Thursday, May 21, 2020 1:00 am

Elkhart suit claims Hill should be replaced

NIKI KELLY | The Journal Gazette

INDIANAPOLIS – An Indiana resident filed suit Wednesday in Elkhart County seeking a finding that Attorney General Curtis Hill has vacated his office and should be replaced.

Hill is serving a 30-day suspension of his law license. Indiana law says the attorney general must be “duly licensed to practice law in Indiana.”

“Given the suspension begins on May 18, 2020, and lasting through June 17th 2020, this motion is particularly exigent,” the filing said. “The position of the Indiana Attorney General is a state office with significant duties and responsibilities, and therefore the clarification being asked of this Court is of great public importance for the interests of both the State of Indiana and its citizens.”

Rebekah A. Atkins, an indigent-litigant and citizen, contends the suspension means Hill is no longer duly licensed, and the office is vacant.

State law also says a “vacancy that occurs in a state office other than by resignation or death shall be certified to the governor by the circuit court clerk of the county in which the officer resided.”

Hill lives in Elkhart County so that's where the motion was filed.
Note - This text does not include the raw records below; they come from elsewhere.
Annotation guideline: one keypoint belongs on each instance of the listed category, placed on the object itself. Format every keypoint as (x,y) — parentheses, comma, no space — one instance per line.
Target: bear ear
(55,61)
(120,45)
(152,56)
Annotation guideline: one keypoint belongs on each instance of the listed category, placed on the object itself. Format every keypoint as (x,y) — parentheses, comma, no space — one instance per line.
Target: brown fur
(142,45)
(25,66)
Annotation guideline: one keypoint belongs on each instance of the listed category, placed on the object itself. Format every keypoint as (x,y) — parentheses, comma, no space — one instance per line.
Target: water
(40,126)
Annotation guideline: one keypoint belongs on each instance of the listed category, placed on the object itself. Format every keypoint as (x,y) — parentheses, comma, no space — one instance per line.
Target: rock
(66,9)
“This Court is the proper authority to address the failure of the Elkhart County Clerk not issuing a certificate of vacancy to Governor Eric Holcomb when it is quite apparent that Curtis Hill is and has vacated his office for at least the next 30 days,” the suit said.

The move is a bit of a Hail Mary after the Indiana Supreme Court declined this week to allow Gov. Eric Holcomb to intervene in Hill's disciplinary case. He was seeking clarification of the same question the suit involves.

But the court said it was inappropriate to have another party intervene in a disciplinary case.

Atkins' legal challenge is a separate and distinct case.

She contends the state is currently without an attorney general, which would allow Holcomb to appoint a successor.

Currently Hill's chief deputy is running the office – including filing an amicus brief with 13 other states this week supporting the Trump administration's move to dismiss charges in the Michael Flynn case.